Patricia Cornwell – Hammer02 Southern Cross

He robbed her of an additional two dollars and sixty-two cents, and quarters and tokens for tolls. Her watch and necklace weren’t worth the trouble, and pawn shops were risky. She stunk so bad he was about to gag, and the fucking kid was waking up and beginning to cry.

‘Loraine, it’s all right, sweetie. Please be quiet, honey. My name’s Miss Sink and this is my grandniece, Loraine,’ Miss Sink prattled on. ‘You don’t want to hurt us. For God’s sake, you must have a mother, a grandmother

‘SHUT UP! QUIT NAGGING ME, YOU UGLY OLD BITCH!’

Smoke turned the radio up loud. The kid began to howl.

‘SHUT THE FUCK UP!’ Smoke yelled at the baby.

‘Oh God in heaven! Please don’t hurt us! Dear God! Think about what you’re doing! You look like a smart young man. You don’t want trouble like this!’

‘I hate ugly old women like you. So you better shut the fuck up and consider yourself lucky I don’t do other things to you. But you stink too bad,’ he said in a low, cold voice. ‘So now you’re gonna bend over. So you don’t see me when I get out. Okay?’

‘Okay,’ Miss Sink whimpered.

She pressed her face against the steering wheel. She squeezed her eyes shut and tightly covered them with her hands. She didn’t move. She barely breathed. Annie Lennox was stepping on broken glass on the radio as Smoke dug through the glove box and the kid screamed. Smoke emptied the purse on the floor mat and helped himself to a pack of spearmint Freedent gum, fingernail clippers and a prescription bottle of Atavan.

‘Thanks, Miss Sink,’ he said. ‘Grow up to be a good girl, Loraine. Y’all don’t forget me, promise?’ He laughed.

He popped a stick of Freedent into his mouth and scanned the area. No one was around.

‘You know what I look like, bitch?’ he said. ‘I mean, you gonna recognize me on the street?’

‘No. No. I didn’t see you! Please,’ Miss Sink begged.

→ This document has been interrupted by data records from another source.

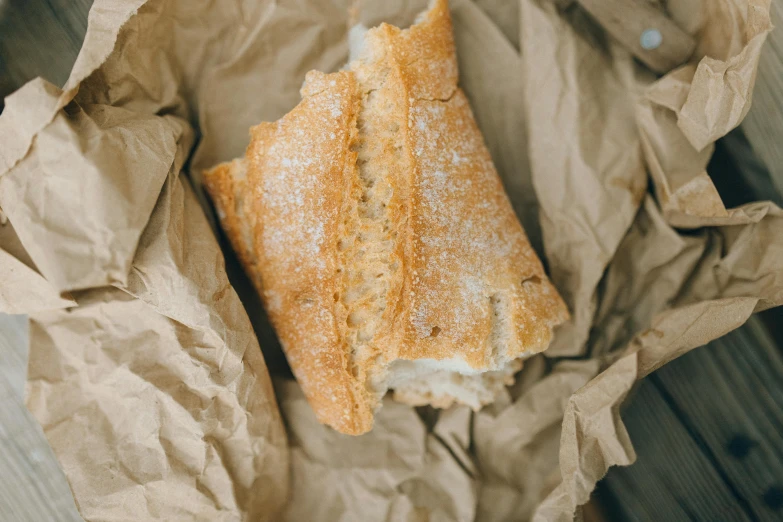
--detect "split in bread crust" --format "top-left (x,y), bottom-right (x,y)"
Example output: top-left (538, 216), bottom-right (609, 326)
top-left (204, 0), bottom-right (568, 434)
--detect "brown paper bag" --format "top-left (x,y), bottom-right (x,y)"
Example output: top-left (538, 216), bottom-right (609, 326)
top-left (0, 0), bottom-right (783, 521)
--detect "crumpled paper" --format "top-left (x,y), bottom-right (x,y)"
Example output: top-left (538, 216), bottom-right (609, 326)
top-left (0, 0), bottom-right (783, 521)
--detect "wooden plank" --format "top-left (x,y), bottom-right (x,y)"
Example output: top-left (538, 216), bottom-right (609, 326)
top-left (601, 318), bottom-right (783, 520)
top-left (741, 0), bottom-right (783, 194)
top-left (0, 0), bottom-right (93, 103)
top-left (0, 314), bottom-right (82, 522)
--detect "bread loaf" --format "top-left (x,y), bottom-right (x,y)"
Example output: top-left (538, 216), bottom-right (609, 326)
top-left (204, 0), bottom-right (568, 434)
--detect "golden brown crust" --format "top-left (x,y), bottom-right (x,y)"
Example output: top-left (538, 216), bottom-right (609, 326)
top-left (204, 0), bottom-right (568, 434)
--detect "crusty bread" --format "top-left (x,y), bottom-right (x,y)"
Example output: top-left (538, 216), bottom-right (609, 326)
top-left (204, 0), bottom-right (568, 434)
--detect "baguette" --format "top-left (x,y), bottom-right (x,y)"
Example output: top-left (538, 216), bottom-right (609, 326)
top-left (204, 0), bottom-right (568, 435)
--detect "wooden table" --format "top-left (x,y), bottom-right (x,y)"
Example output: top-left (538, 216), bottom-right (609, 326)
top-left (0, 0), bottom-right (783, 522)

‘What ’bout that ugly little motherfucker of yours in her little seat back there. She know what I look like?’ ‘No! She’s just a baby! You don’t want to hurt us!’ Miss Sink was shaking as if she was having a seizure. ‘Let me think about this. What’s a guy to do?’ Smoke smacked his gum. He pulled back the slide of his Glock and it snapped forward with a loud clack. He felt the power. Smoke was high and hard with it as he pumped three Winchester hollowpoints into the back of Miss Sink’s head.

CHAPTER twenty-six

Brazil stood with his hands in his pockets, impatiently staring out at sloped, loamy land sutured by railroad tracks and tangled with brambles and trees. Steam billowed from the Fort James Paper Company, and the river was soft music played with fingers of wind and bright notes of sun.

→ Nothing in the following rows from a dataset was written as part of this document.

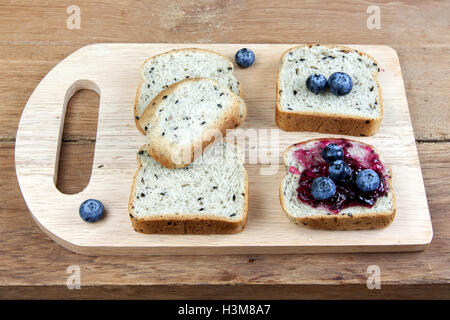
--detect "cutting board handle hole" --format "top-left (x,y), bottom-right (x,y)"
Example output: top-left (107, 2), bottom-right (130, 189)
top-left (55, 80), bottom-right (100, 194)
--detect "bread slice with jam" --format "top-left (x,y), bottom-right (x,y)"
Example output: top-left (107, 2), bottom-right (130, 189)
top-left (280, 138), bottom-right (395, 230)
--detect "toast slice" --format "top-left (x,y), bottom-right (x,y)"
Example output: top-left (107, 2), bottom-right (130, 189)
top-left (276, 44), bottom-right (383, 136)
top-left (139, 78), bottom-right (243, 169)
top-left (134, 48), bottom-right (247, 134)
top-left (128, 141), bottom-right (248, 234)
top-left (280, 138), bottom-right (395, 230)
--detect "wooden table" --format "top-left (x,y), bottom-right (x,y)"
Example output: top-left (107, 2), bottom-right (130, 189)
top-left (0, 0), bottom-right (450, 299)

The portable radio on Brazil’s belt was a staccato of dispatchers and cops cutting in and out in spurts and codes. Nothing was going on. A handicap van was abandoned on a roadside, traffic was tied up because a light wouldn’t flash, a driver had been stopped at a Kmart.

Unit numbers and military time peppered the air, but Passman and Rhoad were strangely silent. Passman dispatched no calls. Rhoad answered no one. Brazil was furious. He was certain the cops were messing with him.

‘Eleven,’ Brazil tried again.

‘Go ahead, 11,’ answered a communications officer whose name Brazil did not know.

‘Radio, I’m still at the cemetery,’ Brazil said, trying to keep the anger out of his voice. ‘Need someone to 10-25 me right away.’

‘That’s Hollywood.’

‘Ten-4.’

‘Any unit in the area of Hollywood Cemetery, need someone to 10-25 unit 11 there.’

‘Unit 199-‘

‘Go ahead, 199.’

‘Just two blocks away, I’ll swing by the cemetery, 10-25 11.’

Ten-5, 199, 0812 hours.’

Brazil turned away from the river as he heard a rustle. He caught a flash of red on the other side of the cemetery fence where Spring and South Cherry streets intersected. The chain link was dense with ivy. Through it Brazil could just make out the back of the large metal sign advertising Victory Rug Cleaning, an arrow pointing to the business a block away. He turned off his radio and didn’t move.